The Ovenbird
There is a singer everyone has heard,
Loud, a mid-summer and a mid-wood bird,
Who makes the solid tree trunks sound again.
He says that leaves are old and that for flowers
Mid-summer is to spring as one to ten.
He says the early petal-fall is past,
When pear and cherry bloom went down in showers
On sunny days a moment overcast;
And comes that other fall we name the fall.
He says the highway dust is over all.
The bird would cease and be as other birds
But that he knows in singing not to sing.
The question that he frames in all but words
Is what to make of a diminished thing.
Robert Frost
A Frost scholar once said that the first line of this poem is an example of Frost’s disingenuousness; hardly anyone, he claimed, has heard an Ovenbird. But in fact, this line is an example of the way Frost hides in plain sight. If you have walked in the woods in the eastern half of the United States or Canada without cotton in your ears (north in summer, south in winter), you've probably heard an Ovenbird, though you might not have known who was singing. Haven't you heard this song?
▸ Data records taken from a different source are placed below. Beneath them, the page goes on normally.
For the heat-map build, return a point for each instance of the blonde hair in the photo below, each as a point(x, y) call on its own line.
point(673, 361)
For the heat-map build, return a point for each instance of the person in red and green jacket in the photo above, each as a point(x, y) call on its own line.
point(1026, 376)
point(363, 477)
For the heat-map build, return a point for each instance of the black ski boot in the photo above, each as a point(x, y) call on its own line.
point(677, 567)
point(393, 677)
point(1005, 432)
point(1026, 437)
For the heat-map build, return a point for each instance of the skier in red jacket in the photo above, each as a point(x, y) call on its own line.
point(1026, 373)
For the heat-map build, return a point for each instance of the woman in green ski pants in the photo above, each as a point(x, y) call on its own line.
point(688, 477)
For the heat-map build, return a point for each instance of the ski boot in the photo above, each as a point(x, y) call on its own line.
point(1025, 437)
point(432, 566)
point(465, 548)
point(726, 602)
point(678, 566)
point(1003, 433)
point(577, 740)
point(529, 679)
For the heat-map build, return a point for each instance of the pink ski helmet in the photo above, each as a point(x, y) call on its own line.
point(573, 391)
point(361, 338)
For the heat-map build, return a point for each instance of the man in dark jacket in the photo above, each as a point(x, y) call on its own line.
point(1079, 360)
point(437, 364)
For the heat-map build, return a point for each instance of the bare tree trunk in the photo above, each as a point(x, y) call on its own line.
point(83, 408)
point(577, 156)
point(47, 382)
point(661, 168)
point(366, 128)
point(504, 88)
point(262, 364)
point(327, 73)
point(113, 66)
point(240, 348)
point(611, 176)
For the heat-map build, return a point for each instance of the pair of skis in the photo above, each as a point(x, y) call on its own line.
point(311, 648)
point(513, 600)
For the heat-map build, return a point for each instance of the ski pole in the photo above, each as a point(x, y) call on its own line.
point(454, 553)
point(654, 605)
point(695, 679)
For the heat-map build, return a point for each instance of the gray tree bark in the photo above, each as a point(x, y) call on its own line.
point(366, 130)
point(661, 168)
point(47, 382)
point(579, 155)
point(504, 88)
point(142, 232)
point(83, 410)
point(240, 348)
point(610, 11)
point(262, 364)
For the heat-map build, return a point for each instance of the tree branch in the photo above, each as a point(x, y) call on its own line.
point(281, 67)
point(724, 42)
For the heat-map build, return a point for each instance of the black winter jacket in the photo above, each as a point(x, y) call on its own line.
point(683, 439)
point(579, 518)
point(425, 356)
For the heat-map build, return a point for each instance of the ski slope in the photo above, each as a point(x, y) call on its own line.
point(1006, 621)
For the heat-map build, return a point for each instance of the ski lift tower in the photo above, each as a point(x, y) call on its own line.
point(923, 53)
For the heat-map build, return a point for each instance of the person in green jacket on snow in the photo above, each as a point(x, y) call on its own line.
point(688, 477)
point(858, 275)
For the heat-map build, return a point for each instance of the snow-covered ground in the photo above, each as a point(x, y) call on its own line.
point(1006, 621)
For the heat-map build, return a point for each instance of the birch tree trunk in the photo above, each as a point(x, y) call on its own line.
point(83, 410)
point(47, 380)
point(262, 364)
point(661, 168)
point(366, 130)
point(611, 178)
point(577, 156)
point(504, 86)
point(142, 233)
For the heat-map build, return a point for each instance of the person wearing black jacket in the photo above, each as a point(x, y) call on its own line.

He knows in singing not to sing. The phrasing here is a wonderful example of how Frost loves to play with negation. Repeat the line aloud several times, letting that restless “not” modify the infinitive “to sing” and then the gerund “singing,” and then let it become for a moment the direct object of “singing.” Singers of “not,” these American poets with their songs of loss, coming to them through the songs of the Wood Thrush, Hermit Thrush, Ovenbird, and Mockingbird (a Mimic Thrush and the only native singer who sings all night, our North American Nightingale), whose “reckless, despairing carols” called forth the poet in Whitman. What is the “diminished thing” of which the Ovenbird sings? The changing season, the passage of time, or more precisely, since the bird’s song is only the frame and the question belongs to the listener, the listener’s own proleptic awareness of time that allows him to stand in several seasons at once. But at a price. Like that “not” in the earlier line, the phrase “all but words” moves restlessly between two senses: The bird almost seems to be speaking, but Frost was too honest an observer to make that claim. The bird speaks in “all but words.” The words belong to the listener; the bird gets everything else. We hear in the Ovenbird’s song our own lost connection to the green world. And what to make of that “diminished thing,” if not a poem?